Letztere werden sich zukünftig in einer in Gründung befindlichen DIMB (Deutsche Initiative Mountainbike) Ortsgruppe Würzburg organisieren. „Es zeigt sich an diesem ersten Projekt, dass eine konstruktive Zusammenarbeit für alle Beteiligten Vorteile und Möglichkeiten der Lenkung mit sich bringt“, so Elfie Raunecker (AELF) und blickt zufrieden auf die gelungene Netzwerkarbeit ihres Amtes. „Wichtig ist es dabei für alle Seiten, dass gewisse Regeln eingehalten werden“, schließt sich Christoph Riegert an. Im Winter entstehe daher ein Konzept der Beschilderung wie auch eine Aufklärungskampagne, die den Mountainbikern die Trailrules der DIMB in Erinnerung rufen sollen.

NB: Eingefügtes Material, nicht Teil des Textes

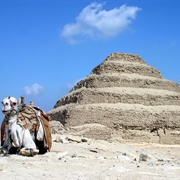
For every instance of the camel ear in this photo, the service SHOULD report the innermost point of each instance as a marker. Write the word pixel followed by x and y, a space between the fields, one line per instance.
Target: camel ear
pixel 18 101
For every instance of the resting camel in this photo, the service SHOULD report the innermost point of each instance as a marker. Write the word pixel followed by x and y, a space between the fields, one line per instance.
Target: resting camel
pixel 17 133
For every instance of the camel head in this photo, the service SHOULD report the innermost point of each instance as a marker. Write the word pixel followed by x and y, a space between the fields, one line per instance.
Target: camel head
pixel 9 104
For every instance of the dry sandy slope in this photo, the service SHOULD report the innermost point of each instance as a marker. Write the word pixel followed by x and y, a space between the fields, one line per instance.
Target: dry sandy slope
pixel 95 159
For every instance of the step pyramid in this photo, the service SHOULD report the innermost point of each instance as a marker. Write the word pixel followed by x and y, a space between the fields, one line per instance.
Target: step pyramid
pixel 122 99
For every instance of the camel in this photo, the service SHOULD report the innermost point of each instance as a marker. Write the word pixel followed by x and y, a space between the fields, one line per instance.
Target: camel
pixel 18 134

Umweltschutz selbstverständlich

Um auch die Bedeutung des Umweltschutzes zu unterstreichen, war es für die MTB-Community selbstverständlich, eine gemeinsame Aufforstung von Ausgleichsflächen in örtlicher Nähe zu dem Gelände zu unterstützen. „Den Raum zu pflegen, in dem wir unseren Sport betreiben, ist für uns eine Selbstverständlichkeit“, so Hans Meyer vom Würzburg Riders e.V.